How to Invest
Most UITs usually cannot be purchased through traditional brokers. Instead, they can be bought through some insurance companies or financial advisors/planners. Each unit typically costs $1,000, is sold by brokers to investors and can be resold in the secondary market. You will usually pay a sales fee when purchasing the UIT, therefore, UITs don't make good short-term investments. Investors generally pay a load when purchasing UITs and accounts are subject to annual fees.
Because the interest payments on a UIT are fixed, holding a UIT for a long time could undermine performance. Depending on the type, a UIT can sometimes be difficult to sell quickly.
UITs may make periodic dividend payments (often monthly or quarterly). Shareholders with taxable accounts are responsible for paying taxes on the dividend. Because UITs buy securities and hold them, capital gains generation is usually of little concern prior to liquidation.
Unlike open-ended mutual funds, in which investors share responsibility for tax liabilities generated by the portfolio, UITs offer a different scenario. If purchased at the IPO, each investor receives a costs basis that reflects the net asset value (NAV) on the date of purchase and tax considerations are based on the NAV.

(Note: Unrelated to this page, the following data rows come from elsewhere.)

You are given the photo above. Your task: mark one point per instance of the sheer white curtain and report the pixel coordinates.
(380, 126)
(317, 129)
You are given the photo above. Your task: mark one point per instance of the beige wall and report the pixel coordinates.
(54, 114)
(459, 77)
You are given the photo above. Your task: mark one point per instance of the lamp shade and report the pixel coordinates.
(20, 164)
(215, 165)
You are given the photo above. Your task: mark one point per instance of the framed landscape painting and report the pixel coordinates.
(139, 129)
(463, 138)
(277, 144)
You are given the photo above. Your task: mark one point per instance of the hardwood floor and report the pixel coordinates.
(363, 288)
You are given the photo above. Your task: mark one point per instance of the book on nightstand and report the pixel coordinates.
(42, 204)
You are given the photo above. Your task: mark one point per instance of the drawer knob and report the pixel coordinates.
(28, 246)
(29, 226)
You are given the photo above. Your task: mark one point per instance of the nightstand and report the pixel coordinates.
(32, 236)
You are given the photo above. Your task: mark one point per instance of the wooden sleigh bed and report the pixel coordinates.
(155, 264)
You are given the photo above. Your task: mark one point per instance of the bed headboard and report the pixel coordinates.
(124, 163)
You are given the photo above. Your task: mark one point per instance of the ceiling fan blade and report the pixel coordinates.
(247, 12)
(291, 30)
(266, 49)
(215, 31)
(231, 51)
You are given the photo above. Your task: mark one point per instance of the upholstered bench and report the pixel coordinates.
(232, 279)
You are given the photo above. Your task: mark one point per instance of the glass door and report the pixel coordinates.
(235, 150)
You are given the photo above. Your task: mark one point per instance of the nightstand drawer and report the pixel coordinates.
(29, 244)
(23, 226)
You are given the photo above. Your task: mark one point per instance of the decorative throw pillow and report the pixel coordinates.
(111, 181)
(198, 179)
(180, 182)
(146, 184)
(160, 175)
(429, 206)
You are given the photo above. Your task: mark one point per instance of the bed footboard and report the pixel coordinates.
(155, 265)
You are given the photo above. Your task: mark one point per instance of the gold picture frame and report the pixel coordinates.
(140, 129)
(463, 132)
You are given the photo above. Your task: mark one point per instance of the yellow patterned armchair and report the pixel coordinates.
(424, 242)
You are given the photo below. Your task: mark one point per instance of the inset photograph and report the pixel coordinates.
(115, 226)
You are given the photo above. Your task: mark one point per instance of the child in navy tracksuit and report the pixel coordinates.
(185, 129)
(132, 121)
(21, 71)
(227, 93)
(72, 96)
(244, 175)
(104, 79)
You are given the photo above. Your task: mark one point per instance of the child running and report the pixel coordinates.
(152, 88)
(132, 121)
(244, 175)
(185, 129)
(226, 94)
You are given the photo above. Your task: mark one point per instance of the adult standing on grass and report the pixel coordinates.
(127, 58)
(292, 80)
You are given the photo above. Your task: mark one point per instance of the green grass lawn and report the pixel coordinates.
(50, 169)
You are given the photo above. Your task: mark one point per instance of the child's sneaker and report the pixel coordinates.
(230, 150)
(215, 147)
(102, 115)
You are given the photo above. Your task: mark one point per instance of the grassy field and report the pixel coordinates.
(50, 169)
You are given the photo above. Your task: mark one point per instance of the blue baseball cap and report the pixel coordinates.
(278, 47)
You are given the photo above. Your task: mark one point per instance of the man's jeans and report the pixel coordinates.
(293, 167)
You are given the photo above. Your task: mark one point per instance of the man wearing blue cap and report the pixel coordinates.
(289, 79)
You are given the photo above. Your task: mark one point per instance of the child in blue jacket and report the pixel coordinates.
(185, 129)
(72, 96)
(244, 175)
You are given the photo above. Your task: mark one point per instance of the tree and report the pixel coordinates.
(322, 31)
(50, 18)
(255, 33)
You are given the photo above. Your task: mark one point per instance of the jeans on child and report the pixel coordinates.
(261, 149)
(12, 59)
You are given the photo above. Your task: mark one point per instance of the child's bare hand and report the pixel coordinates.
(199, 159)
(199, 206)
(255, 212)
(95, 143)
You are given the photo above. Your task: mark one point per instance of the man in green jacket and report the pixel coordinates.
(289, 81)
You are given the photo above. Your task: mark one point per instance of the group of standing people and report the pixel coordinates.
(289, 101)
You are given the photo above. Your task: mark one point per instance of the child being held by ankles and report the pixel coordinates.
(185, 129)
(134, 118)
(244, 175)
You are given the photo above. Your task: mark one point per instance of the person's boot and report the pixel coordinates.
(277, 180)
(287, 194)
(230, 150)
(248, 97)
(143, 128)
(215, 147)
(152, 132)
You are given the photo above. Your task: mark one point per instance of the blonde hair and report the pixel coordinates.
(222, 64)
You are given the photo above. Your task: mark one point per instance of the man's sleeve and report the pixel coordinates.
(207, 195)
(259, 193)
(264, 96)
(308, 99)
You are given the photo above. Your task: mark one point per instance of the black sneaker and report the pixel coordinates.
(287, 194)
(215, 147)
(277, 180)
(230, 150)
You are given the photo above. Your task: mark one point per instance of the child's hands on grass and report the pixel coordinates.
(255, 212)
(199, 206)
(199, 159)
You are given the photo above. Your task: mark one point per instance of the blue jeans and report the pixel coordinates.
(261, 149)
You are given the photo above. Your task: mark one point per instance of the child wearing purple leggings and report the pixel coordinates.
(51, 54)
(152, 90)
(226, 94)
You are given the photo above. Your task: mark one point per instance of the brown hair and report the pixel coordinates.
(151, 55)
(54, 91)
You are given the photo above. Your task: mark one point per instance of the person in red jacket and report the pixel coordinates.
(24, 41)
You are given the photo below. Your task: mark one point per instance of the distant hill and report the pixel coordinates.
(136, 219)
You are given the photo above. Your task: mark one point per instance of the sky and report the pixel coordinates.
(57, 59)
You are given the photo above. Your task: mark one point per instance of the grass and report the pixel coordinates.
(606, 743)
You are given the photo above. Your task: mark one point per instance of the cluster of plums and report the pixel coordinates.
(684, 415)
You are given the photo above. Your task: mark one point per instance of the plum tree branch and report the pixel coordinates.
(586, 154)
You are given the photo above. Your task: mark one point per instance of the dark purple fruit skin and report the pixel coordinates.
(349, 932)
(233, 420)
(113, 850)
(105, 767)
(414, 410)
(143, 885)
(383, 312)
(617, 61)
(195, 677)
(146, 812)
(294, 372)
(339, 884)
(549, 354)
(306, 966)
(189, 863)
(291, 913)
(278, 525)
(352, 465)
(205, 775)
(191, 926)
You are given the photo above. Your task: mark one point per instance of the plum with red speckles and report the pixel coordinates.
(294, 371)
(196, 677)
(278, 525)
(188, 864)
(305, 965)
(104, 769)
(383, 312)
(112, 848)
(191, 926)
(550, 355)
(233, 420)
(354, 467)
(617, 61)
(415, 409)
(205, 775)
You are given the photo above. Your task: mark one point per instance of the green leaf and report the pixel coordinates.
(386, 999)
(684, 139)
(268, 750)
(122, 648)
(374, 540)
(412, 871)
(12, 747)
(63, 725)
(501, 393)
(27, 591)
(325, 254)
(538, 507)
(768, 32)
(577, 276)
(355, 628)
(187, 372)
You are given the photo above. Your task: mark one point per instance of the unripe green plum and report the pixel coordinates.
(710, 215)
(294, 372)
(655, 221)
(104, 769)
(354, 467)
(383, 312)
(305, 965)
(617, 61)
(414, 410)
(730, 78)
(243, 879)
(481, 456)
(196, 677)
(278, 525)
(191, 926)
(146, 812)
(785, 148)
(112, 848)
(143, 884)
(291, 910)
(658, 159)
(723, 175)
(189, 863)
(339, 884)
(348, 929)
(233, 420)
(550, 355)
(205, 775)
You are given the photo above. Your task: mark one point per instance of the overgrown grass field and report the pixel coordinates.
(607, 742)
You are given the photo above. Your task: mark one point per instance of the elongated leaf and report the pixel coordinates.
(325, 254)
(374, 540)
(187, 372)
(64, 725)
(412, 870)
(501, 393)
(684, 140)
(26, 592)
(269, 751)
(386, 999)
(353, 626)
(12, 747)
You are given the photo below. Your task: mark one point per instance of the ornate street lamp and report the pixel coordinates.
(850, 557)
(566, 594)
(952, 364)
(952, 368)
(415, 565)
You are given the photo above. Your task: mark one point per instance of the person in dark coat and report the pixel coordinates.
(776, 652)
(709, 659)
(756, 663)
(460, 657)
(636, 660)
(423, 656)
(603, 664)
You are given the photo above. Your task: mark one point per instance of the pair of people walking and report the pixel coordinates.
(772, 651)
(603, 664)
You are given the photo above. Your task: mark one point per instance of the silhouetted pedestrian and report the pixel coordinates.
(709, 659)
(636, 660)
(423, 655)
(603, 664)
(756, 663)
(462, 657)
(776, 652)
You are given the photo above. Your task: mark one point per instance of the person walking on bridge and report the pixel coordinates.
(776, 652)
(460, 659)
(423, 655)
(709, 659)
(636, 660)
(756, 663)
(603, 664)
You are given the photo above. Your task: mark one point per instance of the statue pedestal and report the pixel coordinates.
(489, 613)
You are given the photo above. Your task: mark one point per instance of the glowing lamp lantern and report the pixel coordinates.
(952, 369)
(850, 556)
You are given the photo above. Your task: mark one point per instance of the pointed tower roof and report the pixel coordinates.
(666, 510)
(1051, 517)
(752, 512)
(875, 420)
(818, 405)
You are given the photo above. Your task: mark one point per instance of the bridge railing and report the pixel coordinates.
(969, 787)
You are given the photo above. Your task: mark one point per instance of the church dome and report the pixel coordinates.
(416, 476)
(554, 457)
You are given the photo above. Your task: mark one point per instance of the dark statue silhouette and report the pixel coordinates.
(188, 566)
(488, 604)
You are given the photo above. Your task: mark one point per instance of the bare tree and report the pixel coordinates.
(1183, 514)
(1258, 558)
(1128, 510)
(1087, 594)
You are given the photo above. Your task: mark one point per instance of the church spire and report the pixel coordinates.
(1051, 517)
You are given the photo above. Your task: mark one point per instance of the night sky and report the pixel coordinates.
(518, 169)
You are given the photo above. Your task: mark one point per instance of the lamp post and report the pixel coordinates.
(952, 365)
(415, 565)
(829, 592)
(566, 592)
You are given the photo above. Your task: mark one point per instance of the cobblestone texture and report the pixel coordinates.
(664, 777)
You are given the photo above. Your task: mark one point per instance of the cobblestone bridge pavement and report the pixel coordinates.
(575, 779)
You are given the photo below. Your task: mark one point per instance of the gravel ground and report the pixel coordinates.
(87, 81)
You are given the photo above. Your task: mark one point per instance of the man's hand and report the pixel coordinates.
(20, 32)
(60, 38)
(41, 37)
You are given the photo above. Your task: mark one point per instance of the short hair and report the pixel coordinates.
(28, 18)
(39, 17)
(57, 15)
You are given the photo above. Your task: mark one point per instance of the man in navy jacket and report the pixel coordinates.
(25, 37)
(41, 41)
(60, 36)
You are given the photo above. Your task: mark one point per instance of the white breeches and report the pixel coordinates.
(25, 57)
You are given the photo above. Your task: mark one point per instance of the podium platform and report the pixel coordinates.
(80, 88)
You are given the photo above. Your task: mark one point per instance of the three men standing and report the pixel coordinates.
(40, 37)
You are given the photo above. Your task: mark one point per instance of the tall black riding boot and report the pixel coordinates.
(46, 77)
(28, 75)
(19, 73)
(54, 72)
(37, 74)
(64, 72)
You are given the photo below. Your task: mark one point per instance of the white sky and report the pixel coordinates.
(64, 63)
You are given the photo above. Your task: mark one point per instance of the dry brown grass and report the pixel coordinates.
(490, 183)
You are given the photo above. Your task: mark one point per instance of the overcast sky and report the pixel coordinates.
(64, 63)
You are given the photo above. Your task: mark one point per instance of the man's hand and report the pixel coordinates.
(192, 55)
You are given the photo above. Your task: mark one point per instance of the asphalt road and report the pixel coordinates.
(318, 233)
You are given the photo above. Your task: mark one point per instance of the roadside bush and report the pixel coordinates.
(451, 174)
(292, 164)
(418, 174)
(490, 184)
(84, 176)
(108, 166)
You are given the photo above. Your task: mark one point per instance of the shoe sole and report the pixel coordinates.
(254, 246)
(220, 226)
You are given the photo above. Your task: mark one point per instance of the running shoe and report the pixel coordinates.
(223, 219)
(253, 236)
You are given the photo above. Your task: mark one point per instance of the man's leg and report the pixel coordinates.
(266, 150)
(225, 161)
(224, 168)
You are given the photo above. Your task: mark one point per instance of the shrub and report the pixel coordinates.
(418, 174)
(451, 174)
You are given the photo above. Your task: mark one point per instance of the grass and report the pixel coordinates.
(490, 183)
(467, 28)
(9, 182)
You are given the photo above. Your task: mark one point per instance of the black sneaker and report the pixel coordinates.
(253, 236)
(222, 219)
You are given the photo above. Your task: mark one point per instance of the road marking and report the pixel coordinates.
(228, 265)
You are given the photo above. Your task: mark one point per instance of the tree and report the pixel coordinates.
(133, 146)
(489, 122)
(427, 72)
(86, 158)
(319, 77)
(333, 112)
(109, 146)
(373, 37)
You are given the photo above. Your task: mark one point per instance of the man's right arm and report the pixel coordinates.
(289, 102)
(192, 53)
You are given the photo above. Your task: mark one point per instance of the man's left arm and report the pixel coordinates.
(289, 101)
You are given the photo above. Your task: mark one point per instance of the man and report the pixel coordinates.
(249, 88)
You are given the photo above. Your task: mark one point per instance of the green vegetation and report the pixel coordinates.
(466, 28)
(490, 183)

How to Measure Performance
UIT and mutual fund share similar methods of performance measurement. Like mutual funds, UIT prices are determined by the value of the underlying securities in the fund. This value rises and falls with the value of the underlying investments. NAV only tells part of the performance story, as dividends and capital gains must also be taken into consideration when calculating the total return on the investment.